I hear it’s the first browser in a long while to come with a new engine. Completely independent and no revenue model. To me that would work well for privacy but I see no mention of privacy as any benefit. In fact I don’t see a privacy policy anywhere !
Is a goal of the browser to be telemetry free ? Should I as a person who cares about privacy be showing any interest?


It’s unremarkable and has baggage.
The Servo browser is where it’s at. It’s written entirely in rust so it has a leg up on stability and security over other browsers. The issue is that they’re not really interested in the most important part, which is things like bookmarks and dark mode. They are laser focussed on the engine and anyone who would use Servo would be fine with a few websites looking broken.
If Firefox released a Servo-based spin, I’d use that in a heartbeat.

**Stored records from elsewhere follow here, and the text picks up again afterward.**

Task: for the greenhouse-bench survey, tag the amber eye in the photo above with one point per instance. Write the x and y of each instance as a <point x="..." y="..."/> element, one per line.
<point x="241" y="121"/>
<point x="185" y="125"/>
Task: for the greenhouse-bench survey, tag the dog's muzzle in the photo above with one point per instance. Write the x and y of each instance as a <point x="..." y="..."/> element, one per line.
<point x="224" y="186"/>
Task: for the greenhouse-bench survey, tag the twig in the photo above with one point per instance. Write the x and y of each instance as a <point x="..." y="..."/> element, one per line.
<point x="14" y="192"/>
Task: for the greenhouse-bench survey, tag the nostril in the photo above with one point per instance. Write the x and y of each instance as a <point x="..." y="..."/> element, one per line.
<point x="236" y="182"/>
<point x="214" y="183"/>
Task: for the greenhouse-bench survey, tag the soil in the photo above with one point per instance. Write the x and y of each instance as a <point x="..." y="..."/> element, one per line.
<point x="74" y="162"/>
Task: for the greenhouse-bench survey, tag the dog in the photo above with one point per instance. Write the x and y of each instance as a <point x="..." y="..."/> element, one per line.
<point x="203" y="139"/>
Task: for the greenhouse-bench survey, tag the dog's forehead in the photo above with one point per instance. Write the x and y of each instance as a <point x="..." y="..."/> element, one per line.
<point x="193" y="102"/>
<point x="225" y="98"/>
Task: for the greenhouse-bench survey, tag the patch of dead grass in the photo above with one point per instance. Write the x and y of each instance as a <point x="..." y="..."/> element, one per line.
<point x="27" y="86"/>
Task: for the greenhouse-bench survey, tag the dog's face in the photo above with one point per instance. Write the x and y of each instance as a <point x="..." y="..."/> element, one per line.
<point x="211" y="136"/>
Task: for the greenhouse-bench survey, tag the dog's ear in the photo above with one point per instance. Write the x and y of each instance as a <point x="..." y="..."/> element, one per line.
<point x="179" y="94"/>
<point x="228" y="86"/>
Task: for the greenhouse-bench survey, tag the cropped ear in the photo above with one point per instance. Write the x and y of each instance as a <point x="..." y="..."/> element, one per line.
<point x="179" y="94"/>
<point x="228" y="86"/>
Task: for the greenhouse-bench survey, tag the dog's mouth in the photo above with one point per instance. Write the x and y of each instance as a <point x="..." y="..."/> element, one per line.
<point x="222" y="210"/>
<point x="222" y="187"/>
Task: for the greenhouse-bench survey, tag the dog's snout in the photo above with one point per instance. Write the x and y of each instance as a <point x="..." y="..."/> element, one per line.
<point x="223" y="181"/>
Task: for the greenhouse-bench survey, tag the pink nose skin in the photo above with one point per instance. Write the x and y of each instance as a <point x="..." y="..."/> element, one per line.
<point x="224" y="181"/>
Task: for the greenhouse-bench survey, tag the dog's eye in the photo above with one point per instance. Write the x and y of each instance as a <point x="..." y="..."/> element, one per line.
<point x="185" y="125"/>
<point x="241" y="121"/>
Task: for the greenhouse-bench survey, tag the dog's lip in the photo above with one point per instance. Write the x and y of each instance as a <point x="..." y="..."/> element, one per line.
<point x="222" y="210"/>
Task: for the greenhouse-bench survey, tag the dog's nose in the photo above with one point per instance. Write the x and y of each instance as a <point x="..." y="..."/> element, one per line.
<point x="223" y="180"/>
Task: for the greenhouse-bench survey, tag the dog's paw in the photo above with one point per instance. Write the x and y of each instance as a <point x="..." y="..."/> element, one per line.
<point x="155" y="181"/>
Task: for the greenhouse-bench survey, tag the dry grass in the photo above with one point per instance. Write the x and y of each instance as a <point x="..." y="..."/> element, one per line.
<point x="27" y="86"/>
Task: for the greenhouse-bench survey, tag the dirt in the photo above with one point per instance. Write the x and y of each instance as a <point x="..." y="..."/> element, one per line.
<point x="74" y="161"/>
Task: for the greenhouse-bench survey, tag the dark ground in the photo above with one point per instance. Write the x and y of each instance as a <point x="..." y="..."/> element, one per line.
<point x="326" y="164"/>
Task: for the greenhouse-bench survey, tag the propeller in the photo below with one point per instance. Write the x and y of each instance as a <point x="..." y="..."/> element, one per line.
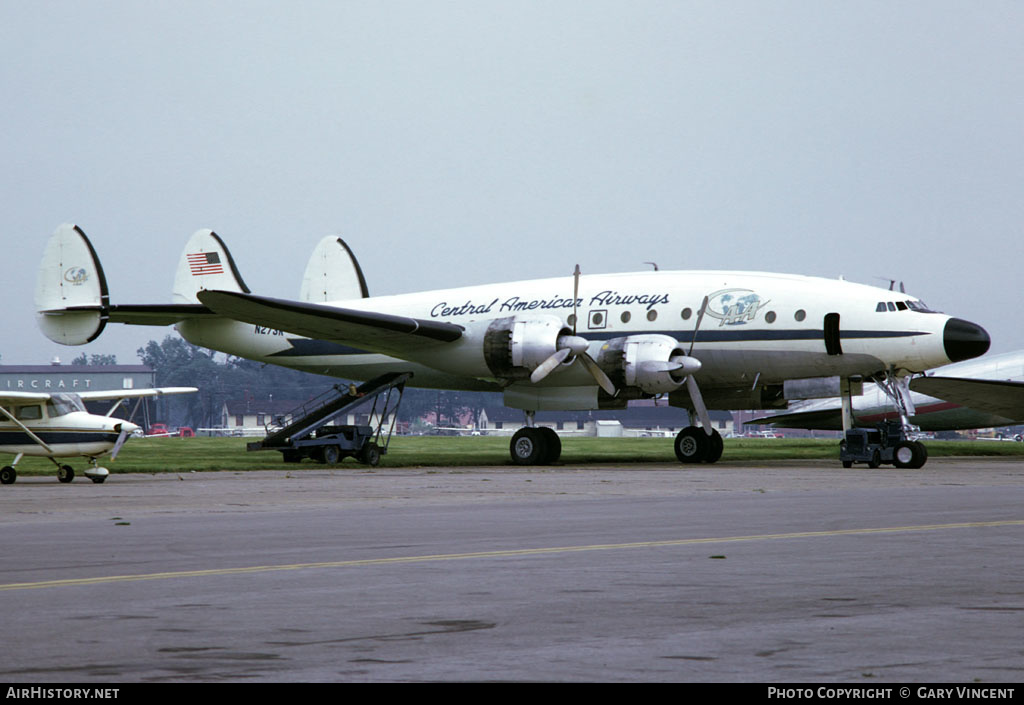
<point x="691" y="384"/>
<point x="123" y="434"/>
<point x="576" y="345"/>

are the servo creators as red pilled as ladybird’s creators?
Hmm… would be pretty neat if Playwrite could use the Servo engine too. I would start using that instead of the gecko driver, because why not?

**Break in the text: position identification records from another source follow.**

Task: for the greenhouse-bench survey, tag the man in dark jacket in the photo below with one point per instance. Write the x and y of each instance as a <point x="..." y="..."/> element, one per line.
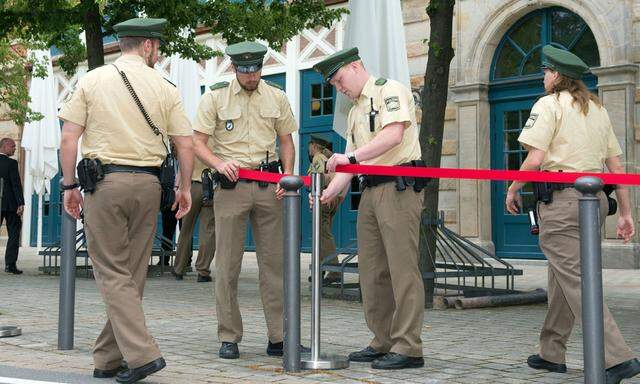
<point x="12" y="203"/>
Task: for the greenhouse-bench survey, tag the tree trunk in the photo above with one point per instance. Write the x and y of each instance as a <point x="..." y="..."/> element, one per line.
<point x="93" y="34"/>
<point x="434" y="103"/>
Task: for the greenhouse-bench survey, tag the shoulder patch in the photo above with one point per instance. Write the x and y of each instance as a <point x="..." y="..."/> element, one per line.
<point x="381" y="81"/>
<point x="222" y="84"/>
<point x="275" y="85"/>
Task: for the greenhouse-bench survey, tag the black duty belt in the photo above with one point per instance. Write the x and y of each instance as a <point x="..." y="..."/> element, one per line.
<point x="111" y="168"/>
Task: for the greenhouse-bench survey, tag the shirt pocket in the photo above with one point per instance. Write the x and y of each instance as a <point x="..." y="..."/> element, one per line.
<point x="228" y="126"/>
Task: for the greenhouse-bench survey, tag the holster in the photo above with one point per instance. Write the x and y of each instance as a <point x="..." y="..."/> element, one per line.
<point x="167" y="182"/>
<point x="207" y="186"/>
<point x="89" y="174"/>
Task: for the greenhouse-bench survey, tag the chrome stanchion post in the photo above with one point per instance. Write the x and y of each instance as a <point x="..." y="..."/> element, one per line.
<point x="67" y="281"/>
<point x="291" y="238"/>
<point x="315" y="360"/>
<point x="591" y="281"/>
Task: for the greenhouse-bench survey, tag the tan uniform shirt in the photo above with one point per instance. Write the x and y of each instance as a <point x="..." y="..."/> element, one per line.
<point x="318" y="163"/>
<point x="115" y="129"/>
<point x="394" y="103"/>
<point x="573" y="142"/>
<point x="244" y="125"/>
<point x="199" y="166"/>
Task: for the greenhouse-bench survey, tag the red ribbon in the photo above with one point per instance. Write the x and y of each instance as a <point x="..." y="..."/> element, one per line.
<point x="457" y="173"/>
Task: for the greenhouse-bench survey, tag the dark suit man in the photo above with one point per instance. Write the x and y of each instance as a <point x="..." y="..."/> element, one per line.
<point x="12" y="203"/>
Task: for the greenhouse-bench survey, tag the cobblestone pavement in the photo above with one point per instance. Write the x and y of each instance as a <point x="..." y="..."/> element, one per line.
<point x="470" y="346"/>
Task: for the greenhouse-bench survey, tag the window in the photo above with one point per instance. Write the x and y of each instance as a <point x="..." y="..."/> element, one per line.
<point x="519" y="52"/>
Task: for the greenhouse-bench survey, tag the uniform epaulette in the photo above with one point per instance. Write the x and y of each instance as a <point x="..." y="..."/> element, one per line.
<point x="381" y="81"/>
<point x="275" y="85"/>
<point x="222" y="84"/>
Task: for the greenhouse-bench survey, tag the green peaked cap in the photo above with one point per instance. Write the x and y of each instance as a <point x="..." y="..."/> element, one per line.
<point x="563" y="62"/>
<point x="247" y="56"/>
<point x="141" y="27"/>
<point x="329" y="66"/>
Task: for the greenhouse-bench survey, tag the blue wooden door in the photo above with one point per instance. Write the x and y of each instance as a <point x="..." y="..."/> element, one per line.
<point x="516" y="83"/>
<point x="317" y="103"/>
<point x="51" y="213"/>
<point x="511" y="232"/>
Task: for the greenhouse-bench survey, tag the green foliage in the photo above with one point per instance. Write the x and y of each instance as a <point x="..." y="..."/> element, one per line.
<point x="59" y="23"/>
<point x="14" y="93"/>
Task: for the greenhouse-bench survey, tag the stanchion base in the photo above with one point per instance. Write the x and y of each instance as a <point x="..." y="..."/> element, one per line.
<point x="10" y="331"/>
<point x="324" y="362"/>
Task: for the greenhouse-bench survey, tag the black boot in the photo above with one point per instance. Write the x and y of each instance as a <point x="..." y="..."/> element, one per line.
<point x="366" y="355"/>
<point x="394" y="360"/>
<point x="537" y="362"/>
<point x="132" y="375"/>
<point x="229" y="351"/>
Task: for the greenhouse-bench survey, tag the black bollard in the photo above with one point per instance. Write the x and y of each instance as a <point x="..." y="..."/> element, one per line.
<point x="291" y="249"/>
<point x="591" y="281"/>
<point x="67" y="281"/>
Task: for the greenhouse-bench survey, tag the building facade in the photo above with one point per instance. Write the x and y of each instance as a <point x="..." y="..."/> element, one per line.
<point x="495" y="78"/>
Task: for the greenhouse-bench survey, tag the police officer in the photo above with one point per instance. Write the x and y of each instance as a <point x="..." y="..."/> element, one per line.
<point x="381" y="130"/>
<point x="246" y="117"/>
<point x="120" y="215"/>
<point x="569" y="130"/>
<point x="319" y="154"/>
<point x="206" y="231"/>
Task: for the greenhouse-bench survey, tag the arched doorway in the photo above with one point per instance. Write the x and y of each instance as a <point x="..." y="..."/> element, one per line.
<point x="515" y="85"/>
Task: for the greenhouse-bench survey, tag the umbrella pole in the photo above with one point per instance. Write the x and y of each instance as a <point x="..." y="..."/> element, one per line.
<point x="39" y="239"/>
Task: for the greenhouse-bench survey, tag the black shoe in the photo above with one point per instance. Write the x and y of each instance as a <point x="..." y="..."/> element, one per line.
<point x="277" y="349"/>
<point x="12" y="269"/>
<point x="132" y="375"/>
<point x="366" y="355"/>
<point x="625" y="370"/>
<point x="397" y="361"/>
<point x="109" y="373"/>
<point x="229" y="351"/>
<point x="204" y="279"/>
<point x="176" y="275"/>
<point x="537" y="362"/>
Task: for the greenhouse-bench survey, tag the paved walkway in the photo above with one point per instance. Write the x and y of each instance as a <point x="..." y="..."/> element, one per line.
<point x="470" y="346"/>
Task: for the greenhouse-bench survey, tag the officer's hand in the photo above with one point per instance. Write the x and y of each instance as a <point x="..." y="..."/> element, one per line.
<point x="335" y="160"/>
<point x="279" y="192"/>
<point x="183" y="203"/>
<point x="328" y="195"/>
<point x="624" y="228"/>
<point x="73" y="202"/>
<point x="230" y="169"/>
<point x="513" y="202"/>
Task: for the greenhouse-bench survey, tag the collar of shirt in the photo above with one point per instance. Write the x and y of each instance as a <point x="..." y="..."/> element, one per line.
<point x="367" y="90"/>
<point x="236" y="88"/>
<point x="130" y="59"/>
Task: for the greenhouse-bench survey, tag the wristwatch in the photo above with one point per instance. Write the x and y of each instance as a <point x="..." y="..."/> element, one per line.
<point x="69" y="187"/>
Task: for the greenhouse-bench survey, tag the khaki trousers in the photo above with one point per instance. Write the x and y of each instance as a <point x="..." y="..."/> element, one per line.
<point x="392" y="288"/>
<point x="232" y="208"/>
<point x="206" y="234"/>
<point x="560" y="242"/>
<point x="120" y="222"/>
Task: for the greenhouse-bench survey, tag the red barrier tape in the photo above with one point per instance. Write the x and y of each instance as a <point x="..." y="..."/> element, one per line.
<point x="458" y="173"/>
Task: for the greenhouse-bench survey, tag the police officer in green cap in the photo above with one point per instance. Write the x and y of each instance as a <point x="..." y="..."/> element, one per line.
<point x="382" y="130"/>
<point x="120" y="214"/>
<point x="569" y="130"/>
<point x="245" y="118"/>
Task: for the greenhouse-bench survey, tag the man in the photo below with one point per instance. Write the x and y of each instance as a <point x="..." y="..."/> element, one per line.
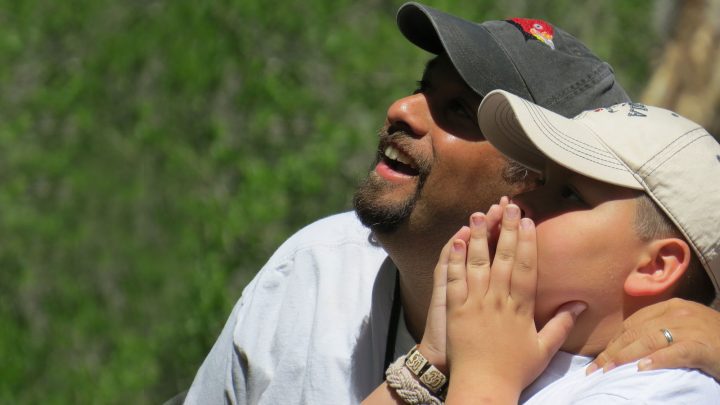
<point x="338" y="301"/>
<point x="624" y="219"/>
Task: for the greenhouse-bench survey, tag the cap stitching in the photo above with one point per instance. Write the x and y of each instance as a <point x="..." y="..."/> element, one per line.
<point x="655" y="161"/>
<point x="587" y="154"/>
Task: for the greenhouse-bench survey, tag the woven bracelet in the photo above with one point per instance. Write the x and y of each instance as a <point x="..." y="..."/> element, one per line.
<point x="407" y="387"/>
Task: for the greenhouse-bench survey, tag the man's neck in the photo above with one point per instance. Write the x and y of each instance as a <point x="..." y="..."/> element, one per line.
<point x="416" y="282"/>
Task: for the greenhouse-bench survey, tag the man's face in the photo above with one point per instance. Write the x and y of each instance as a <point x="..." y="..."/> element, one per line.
<point x="434" y="167"/>
<point x="587" y="243"/>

No, Rust doesn’t make your code more stable. It can help you making it more secure however.
Security and stability are related. They’re both about preventing unexpected behaviour.
But also Rust can’t replace skill. A ruin in Rust is still a ruin. But it can help make the ruin more secure.
Never said it could, just that it gives them a leg up.
Sure, yes. Not like the “you can make safe C code, just need to (know how to) avoid the foot guns”, you’re right.
I’m hoping servo can be integrated into qutebrowser soon
Qute isn’t my kind of browser, so I probably won’t be following you to Qute.
Firefox suites my workflow basically perfectly. Except that it won’t let me duplicate a tab with a keyboard shortcut (because tabs freeze quite often).